(2 years, 8 months ago)
Lords ChamberMy Lords, I will speak to Amendment 155A in my name, which would give the right to vote in local elections to all those liable to pay council tax to that authority. I agree with the noble Lord, Lord Holmes of Richmond, who spoke last week on an amendment concerning the right to vote in parliamentary elections for 16 year-olds who pay income tax. As he pointed out, there is an important principle: there is a connection between a requirement to pay tax and the right to vote. Mine is a probing amendment. Taken as a whole, this group raises the question of whether the key factor for the right to vote should be nationality, residence or liability for taxation—issues which the Bill does little to address.
The Minister will not need to be reminded of the events that took place 3,269 miles to the west of here on 16 December 1773, when a large number of tea chests were thrown into Boston Harbor in protest against the imposition of taxation without representation. Because my aim with Amendment 155A is to secure the right to vote in local elections for all those with an obligation to pay council tax, that would mean taxation with representation. The amendment takes as its starting point the position of those who are required to pay council tax but who cannot vote in the local elections that will decide how the money they pay is spent. There is a principle at stake here: it becomes almost an issue of consumer rights.
In some cases, notably that of EU citizens, a resident here before 31 December 2020 will keep their local vote. However, the right of EU citizens to vote in local elections following our withdrawal from the EU is being denied to those arriving after 31 December 2020, except where reciprocal arrangements or agreements are in place. The implication of this is that citizens of Spain, Portugal, Luxembourg, Poland, Ireland, Cyprus and Malta will be able to vote in local elections, but citizens of other EU countries or non-EU countries will not. Except that, if citizens of those other EU countries lived in Wales or Scotland, they would be able to vote in local elections, and indeed for elections to the Welsh and Scottish Parliaments.
Am I alone in finding all these differences very hard to justify? The decisions in Scotland and Wales seem to me to be eminently sensible, although they should go even further and extend the right to vote to non-EU citizens who are paying council tax in those countries.
I want to see the franchise widened and a connection clearly made between taxation and the right to vote. I hope the Minister will be willing to think further about the complications that the Bill will introduce across the United Kingdom. I wish that we were still a United Kingdom, but with so many different rules in different places, with different categories of the right to vote, it is getting far too complicated. My amendment might well solve the problem.
I shall contribute briefly, following the contribution of the noble Lord, Lord Shipley, in support of Amendment 155A. I too fully support the principle of “no taxation without representation”. If the Minister is unable to support this amendment, I wonder whether he could explain to the House why the Government do not accept this incredibly reasonable principle. How can they not agree to that?

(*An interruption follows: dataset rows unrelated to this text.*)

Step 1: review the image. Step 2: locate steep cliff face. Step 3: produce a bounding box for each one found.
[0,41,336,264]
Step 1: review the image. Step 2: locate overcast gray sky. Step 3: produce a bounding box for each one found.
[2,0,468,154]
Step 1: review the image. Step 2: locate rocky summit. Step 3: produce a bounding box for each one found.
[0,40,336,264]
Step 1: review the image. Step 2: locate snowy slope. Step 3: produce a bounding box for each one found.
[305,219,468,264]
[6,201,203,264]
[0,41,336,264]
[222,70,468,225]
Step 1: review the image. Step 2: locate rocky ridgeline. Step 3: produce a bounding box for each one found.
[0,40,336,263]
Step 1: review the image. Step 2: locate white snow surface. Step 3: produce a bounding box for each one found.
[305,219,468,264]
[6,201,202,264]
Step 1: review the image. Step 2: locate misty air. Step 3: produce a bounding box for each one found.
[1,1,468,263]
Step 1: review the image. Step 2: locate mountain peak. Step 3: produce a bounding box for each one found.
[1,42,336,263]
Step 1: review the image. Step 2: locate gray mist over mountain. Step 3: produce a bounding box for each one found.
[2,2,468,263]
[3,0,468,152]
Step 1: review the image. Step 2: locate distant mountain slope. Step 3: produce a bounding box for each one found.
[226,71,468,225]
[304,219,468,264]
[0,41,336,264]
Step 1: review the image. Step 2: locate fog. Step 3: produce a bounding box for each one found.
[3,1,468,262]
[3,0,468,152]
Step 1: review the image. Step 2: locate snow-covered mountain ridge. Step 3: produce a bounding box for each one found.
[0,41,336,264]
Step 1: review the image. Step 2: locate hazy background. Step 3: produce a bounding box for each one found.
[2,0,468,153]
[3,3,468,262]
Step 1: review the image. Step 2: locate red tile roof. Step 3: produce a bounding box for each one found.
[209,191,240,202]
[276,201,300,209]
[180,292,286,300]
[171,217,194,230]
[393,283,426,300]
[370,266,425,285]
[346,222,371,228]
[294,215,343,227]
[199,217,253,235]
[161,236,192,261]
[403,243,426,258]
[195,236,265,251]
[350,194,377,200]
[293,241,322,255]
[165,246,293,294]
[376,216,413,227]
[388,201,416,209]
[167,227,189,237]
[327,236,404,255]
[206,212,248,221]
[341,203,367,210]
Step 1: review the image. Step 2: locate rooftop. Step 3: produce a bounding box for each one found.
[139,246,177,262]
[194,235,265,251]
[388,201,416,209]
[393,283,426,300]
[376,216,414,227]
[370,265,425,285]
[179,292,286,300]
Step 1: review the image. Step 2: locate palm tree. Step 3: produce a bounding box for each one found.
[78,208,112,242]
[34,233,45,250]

I do not get it.
The complexity and confusion referred to by the noble Lord, Lord Shipley, will inevitably be caused by introducing different voting rights for EU citizens who arrived in the UK before 2021 and those who arrived in or after 2021, and for those have arrived from one EU country rather than from another. It seems that Scotland and Wales are extremely sensible, as they have managed to adopt residence-based voting rights. The case for a UK-wide approach on this issue is incredibly strong and the Government will need a powerful argument to deny it. I hope they are able to make a sensible decision and accept the amendment.